3.16 The Commission will continue to monitor the utilisation of capacity by the Qantas Group on this route.
3.17 Qantas also requested to retain all existing conditions. Under section 19 of the Act, the Commission “must include the same terms and conditions as the original determination to which it relates” (s 19(1)(c)), but “may make such changes (if any) to the terms and conditions included in the original determination (including adding or deleting terms and conditions) as it is satisfied are warranted because of changes in circumstances since the original determination was made” (s 19(3)). The Commission’s delegate has decided to permit the use of the capacity for code sharing with the airlines listed in Item 4 below subject to conditions as stated.
3.18 Nothing in this decision should be taken as indicating either approval or disapproval by the Australian Competition and Consumer Commission (ACCC). This decision is made without prejudicing, in any way, possible future consideration of code share operations by the ACCC.
4 Determination for renewal of  IASC 105 allocating capacity on the Papua New Guinea route to Qantas ( IASC 105)
4.1 In accordance with section 8 of the Act, the Commission’s delegate makes a determination in favour of Qantas, allocating 1,000 seats per week in each direction on the PNG route in accordance with the Australia - PNG air services arrangements.
4.2 The determination is valid for five years from 1 July 2022.

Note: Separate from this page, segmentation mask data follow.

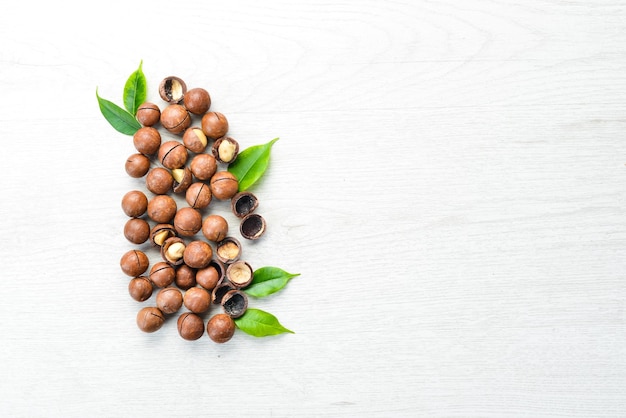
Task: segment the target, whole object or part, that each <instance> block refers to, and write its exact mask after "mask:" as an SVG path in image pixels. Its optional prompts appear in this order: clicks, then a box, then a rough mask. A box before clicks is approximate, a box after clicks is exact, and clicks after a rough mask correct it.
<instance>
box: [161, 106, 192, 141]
mask: <svg viewBox="0 0 626 418" xmlns="http://www.w3.org/2000/svg"><path fill="white" fill-rule="evenodd" d="M161 126H163V127H164V128H165V129H167V130H168V131H169V132H171V133H173V134H181V133H183V132H185V130H186V129H187V128H189V126H191V115H190V114H189V112H188V111H187V109H185V108H184V107H183V106H181V105H178V104H171V105H168V106H167V107H166V108H165V109H163V111H162V112H161Z"/></svg>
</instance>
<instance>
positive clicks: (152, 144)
mask: <svg viewBox="0 0 626 418" xmlns="http://www.w3.org/2000/svg"><path fill="white" fill-rule="evenodd" d="M133 144H134V145H135V149H136V150H137V151H139V152H140V153H142V154H145V155H152V154H155V153H156V152H157V151H158V150H159V147H160V146H161V134H160V133H159V131H158V130H157V129H156V128H153V127H150V126H144V127H142V128H139V129H138V130H137V131H136V132H135V134H134V135H133Z"/></svg>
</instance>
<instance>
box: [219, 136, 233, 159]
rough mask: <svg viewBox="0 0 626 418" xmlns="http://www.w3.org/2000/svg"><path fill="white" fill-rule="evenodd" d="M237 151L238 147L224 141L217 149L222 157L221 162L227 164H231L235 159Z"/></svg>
mask: <svg viewBox="0 0 626 418" xmlns="http://www.w3.org/2000/svg"><path fill="white" fill-rule="evenodd" d="M236 149H237V145H236V144H234V143H233V142H230V141H228V140H226V141H222V143H221V144H220V146H219V147H218V149H217V152H218V154H219V156H220V160H222V161H224V162H225V163H229V162H231V161H232V159H233V157H234V156H235V150H236Z"/></svg>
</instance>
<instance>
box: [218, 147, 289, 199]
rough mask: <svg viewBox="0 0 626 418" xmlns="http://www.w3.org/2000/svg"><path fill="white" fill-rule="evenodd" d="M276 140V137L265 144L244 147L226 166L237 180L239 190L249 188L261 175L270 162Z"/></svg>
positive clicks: (240, 191)
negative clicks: (266, 143)
mask: <svg viewBox="0 0 626 418" xmlns="http://www.w3.org/2000/svg"><path fill="white" fill-rule="evenodd" d="M276 141H278V138H274V139H272V140H271V141H270V142H268V143H267V144H262V145H254V146H251V147H249V148H246V149H245V150H243V151H241V152H240V153H239V155H238V156H237V159H235V161H233V162H232V163H231V164H230V165H229V166H228V171H230V172H231V173H232V174H234V175H235V177H237V180H238V181H239V191H240V192H241V191H244V190H247V189H249V188H250V187H251V186H252V185H253V184H254V183H256V181H257V180H258V179H260V178H261V176H263V173H265V170H266V169H267V166H268V165H269V162H270V151H271V149H272V145H274V142H276Z"/></svg>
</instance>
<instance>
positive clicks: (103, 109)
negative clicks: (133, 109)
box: [96, 88, 141, 135]
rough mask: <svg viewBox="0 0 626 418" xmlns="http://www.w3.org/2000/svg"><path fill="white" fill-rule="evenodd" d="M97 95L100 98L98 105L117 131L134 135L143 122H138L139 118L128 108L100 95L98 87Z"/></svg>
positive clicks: (112, 125)
mask: <svg viewBox="0 0 626 418" xmlns="http://www.w3.org/2000/svg"><path fill="white" fill-rule="evenodd" d="M96 97H97V98H98V105H99V106H100V112H102V115H103V116H104V118H105V119H106V120H107V121H108V122H109V123H110V124H111V126H112V127H113V128H115V130H116V131H118V132H121V133H123V134H125V135H134V134H135V132H137V130H138V129H139V128H141V124H140V123H139V122H137V119H135V117H134V116H133V115H131V114H130V113H128V112H127V111H126V110H124V109H122V108H121V107H119V106H118V105H116V104H115V103H113V102H110V101H108V100H106V99H103V98H102V97H100V96H99V95H98V89H97V88H96Z"/></svg>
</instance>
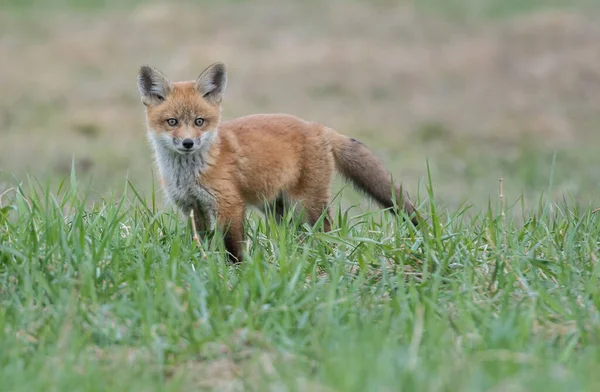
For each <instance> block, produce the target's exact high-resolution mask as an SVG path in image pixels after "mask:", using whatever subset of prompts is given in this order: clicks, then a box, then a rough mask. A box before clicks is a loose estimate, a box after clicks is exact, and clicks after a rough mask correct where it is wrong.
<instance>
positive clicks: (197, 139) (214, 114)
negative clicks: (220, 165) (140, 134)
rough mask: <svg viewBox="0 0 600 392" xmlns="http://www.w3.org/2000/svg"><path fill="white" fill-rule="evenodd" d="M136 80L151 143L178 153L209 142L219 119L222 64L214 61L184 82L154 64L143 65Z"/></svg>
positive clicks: (222, 95)
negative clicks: (170, 76)
mask: <svg viewBox="0 0 600 392" xmlns="http://www.w3.org/2000/svg"><path fill="white" fill-rule="evenodd" d="M137 82H138V90H139V92H140V96H141V99H142V103H143V104H144V105H145V106H146V118H147V122H148V130H149V133H150V137H151V139H152V141H153V142H154V143H156V144H158V145H159V146H162V147H165V148H167V149H168V150H171V151H172V152H174V153H180V154H193V153H194V152H196V151H198V150H200V149H203V148H206V147H207V146H208V145H210V142H211V141H212V140H213V139H214V137H215V136H216V134H217V129H218V125H219V121H220V119H221V100H222V99H223V93H224V91H225V87H226V86H227V74H226V72H225V65H223V64H222V63H215V64H213V65H211V66H210V67H208V68H206V69H205V70H204V71H203V72H202V73H201V74H200V76H199V77H198V79H196V80H195V81H187V82H171V81H169V79H167V77H166V76H165V75H164V74H162V73H161V72H160V71H159V70H157V69H156V68H153V67H150V66H147V65H143V66H142V67H141V68H140V70H139V73H138V80H137Z"/></svg>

4.3 The determination is subject to the following conditions:
(a) Qantas is required to fully utilise the capacity from no later than 30 September 2022 or such other date approved by the Commission;
(b) the capacity may be utilised by:
- Qantas; or
- Jetstar Airways Pty Ltd, as long as it remains a wholly-owned subsidiary of Qantas; or
- such other wholly-owned subsidiary of Qantas that the Commission approves in writing, as long as it remains a wholly-owned subsidiary of Qantas;
(c) neither Qantas nor its wholly-subsidiary that is permitted to utilise the capacity is authorised to utilise the capacity to provide services jointly with another Australian carrier or any other person unless approved by the Commission;
(d) the capacity may be used by Qantas to provide joint services with any wholly-owned subsidiary of the Qantas Group and by any wholly owned subsidiary of the Qantas Group to provide joint services with Qantas;
(e) to the extent that the capacity is used to provide joint services on the route, the airlines must take all reasonable steps to ensure that passengers are informed of the carrier actually operating the flight at the time of the booking. Nothing in this determination exempts the airlines from complying with the Australian Consumer Law; and
(f) changes in relation to the ownership and control of Qantas and/or Qantas' wholly-owned subsidiary are permitted except to the extent that any change:
- results in the designation of the airline as an Australian carrier under the Australia — PNG air services arrangements being withdrawn; or
- has the effect that another Australian carrier, or a person (or group of persons) having substantial ownership or effective control of another Australian carrier, would take substantial ownership of Qantas and/or Qantas' wholly-owned subsidiary or be in a position to exercise effective control of Qantas and/or Qantas' wholly-owned subsidiary, without the prior consent of the Commission.